A book is an object that vibrates upon contact.

—Danielle Vogel

Danielle Vogel is a writer, interdisciplinary artist and ceremonialist. She is the author of the poetry collections Between Grammars, the forthcoming Edges & Fray and The Way a Line Hallucinates its Own Linearity. As a writer, Vogel explores the bonds between language and presence, between a reader and a writer, and how a book, as an extended architecture of a body, might serve as a site of radical transformation. Her visual works—or “public ceremonies for language”— celebrate the archives of memory stored within language. She teaches at Wesleyan University.

If aesthetics is to artists as ornithology is to birds, the book is a prismatic birdhouse.

—Kyle Schlesinger

Kyle Schlesinger is a poet and scholar living in Austin. He is also the proprietor of Cuneiform Press.


The book, for a very short time, stabilizes what flows through it, with the proviso that some works do not flow, just as some bodies do not progress from one time to the next in fluid or malleable ways. In this case, the book functions differently. It becomes the ground, a nearby or volatile ground for what lies down: upon it. Throw a charnel net over the book. Set out a bowl of water for the unseen beings, the animals and birds, that gather at its boundary. Or brink.

—Bhanu Kapil

Bhanu Kapil is the author of five books, most recently Ban en Banlieue (Nightboat Books, 2016) and the forthcoming Incubation: a space for monsters (a new edition with “extreme notes” and a preface by Eunsong Kim) from Kelsey Street Press (2018)
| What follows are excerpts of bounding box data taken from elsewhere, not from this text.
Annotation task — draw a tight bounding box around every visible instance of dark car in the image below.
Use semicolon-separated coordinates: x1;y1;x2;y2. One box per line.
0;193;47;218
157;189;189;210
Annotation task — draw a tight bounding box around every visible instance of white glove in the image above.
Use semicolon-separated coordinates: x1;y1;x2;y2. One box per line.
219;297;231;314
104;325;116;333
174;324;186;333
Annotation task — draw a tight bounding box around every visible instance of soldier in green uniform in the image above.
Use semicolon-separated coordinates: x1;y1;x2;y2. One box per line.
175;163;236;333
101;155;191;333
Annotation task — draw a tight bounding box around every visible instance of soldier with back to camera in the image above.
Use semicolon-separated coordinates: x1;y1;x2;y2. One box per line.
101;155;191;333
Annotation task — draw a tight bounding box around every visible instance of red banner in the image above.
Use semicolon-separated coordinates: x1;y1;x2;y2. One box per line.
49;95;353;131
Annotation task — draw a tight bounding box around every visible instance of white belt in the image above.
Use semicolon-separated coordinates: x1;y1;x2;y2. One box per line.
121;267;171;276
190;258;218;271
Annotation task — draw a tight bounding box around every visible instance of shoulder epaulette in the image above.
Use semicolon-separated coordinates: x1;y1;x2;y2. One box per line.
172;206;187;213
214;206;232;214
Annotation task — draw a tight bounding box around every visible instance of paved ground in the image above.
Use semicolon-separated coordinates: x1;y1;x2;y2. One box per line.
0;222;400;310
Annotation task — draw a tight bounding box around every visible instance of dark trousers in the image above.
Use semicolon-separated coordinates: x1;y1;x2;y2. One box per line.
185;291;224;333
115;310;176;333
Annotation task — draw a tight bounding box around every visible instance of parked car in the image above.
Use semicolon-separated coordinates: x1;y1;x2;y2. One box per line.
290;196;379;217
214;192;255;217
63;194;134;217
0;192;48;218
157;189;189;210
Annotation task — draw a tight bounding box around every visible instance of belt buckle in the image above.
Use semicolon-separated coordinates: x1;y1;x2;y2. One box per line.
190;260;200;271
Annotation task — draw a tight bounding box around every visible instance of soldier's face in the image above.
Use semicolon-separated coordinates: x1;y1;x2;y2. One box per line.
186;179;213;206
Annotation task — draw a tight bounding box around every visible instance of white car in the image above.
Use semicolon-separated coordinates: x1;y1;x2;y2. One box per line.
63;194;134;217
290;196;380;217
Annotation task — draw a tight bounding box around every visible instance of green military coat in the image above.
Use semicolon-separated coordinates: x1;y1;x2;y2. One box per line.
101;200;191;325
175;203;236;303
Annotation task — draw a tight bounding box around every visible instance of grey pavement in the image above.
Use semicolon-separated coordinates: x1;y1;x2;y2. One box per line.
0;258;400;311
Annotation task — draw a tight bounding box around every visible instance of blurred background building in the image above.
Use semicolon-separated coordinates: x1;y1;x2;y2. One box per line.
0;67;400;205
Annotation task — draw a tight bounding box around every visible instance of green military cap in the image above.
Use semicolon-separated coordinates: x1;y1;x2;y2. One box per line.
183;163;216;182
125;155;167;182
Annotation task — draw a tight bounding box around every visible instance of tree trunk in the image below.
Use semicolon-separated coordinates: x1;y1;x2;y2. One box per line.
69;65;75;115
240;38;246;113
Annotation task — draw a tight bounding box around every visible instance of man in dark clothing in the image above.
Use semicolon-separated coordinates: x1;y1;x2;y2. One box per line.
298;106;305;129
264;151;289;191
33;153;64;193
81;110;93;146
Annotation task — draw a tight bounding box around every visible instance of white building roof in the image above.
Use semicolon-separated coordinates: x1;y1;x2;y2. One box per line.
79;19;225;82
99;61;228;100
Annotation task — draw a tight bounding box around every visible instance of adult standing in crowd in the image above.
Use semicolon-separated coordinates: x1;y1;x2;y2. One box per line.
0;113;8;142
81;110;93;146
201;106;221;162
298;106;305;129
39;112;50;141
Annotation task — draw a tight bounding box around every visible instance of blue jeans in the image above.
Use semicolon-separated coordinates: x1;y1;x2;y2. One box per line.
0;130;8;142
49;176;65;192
I tried to “define the book” when I designed (one of my books) “Cover to Cover” hoping that the “reader” would have a multi-sensory experience of the nature of what she/he held in her/his hands.

—Michael Snow

Michael Snow is considered one of Canada’s most important living artists, and one of the world’s leading experimental filmmakers. His wide-ranging and multidisciplinary oeuvre explores the possibilities inherent in different mediums and genres, and encompasses film and video, painting, sculpture, photography, writing, and music. Snow’s practice comprises a thorough investigation into the nature of perception. A painter, photographer, sculptor, and musician, his work is represented in private and public collections worldwide including the Museum of Modern Art, New York; the Hirshhorn Museum, Washington, DC; the National Gallery of Canada, Ottawa; the Art Gallery of Ontario, Toronto; Museum Ludwig, Cologne; Centre Georges-Pompidou, Paris, and both the Montréal Museum of Fine Arts and the Musée d’Art Contemporain in Montréal. Snow has represented Canada at the Venice Biennale and is a member of the Order of Canada and a Knight of the Order of Arts and Letters in France.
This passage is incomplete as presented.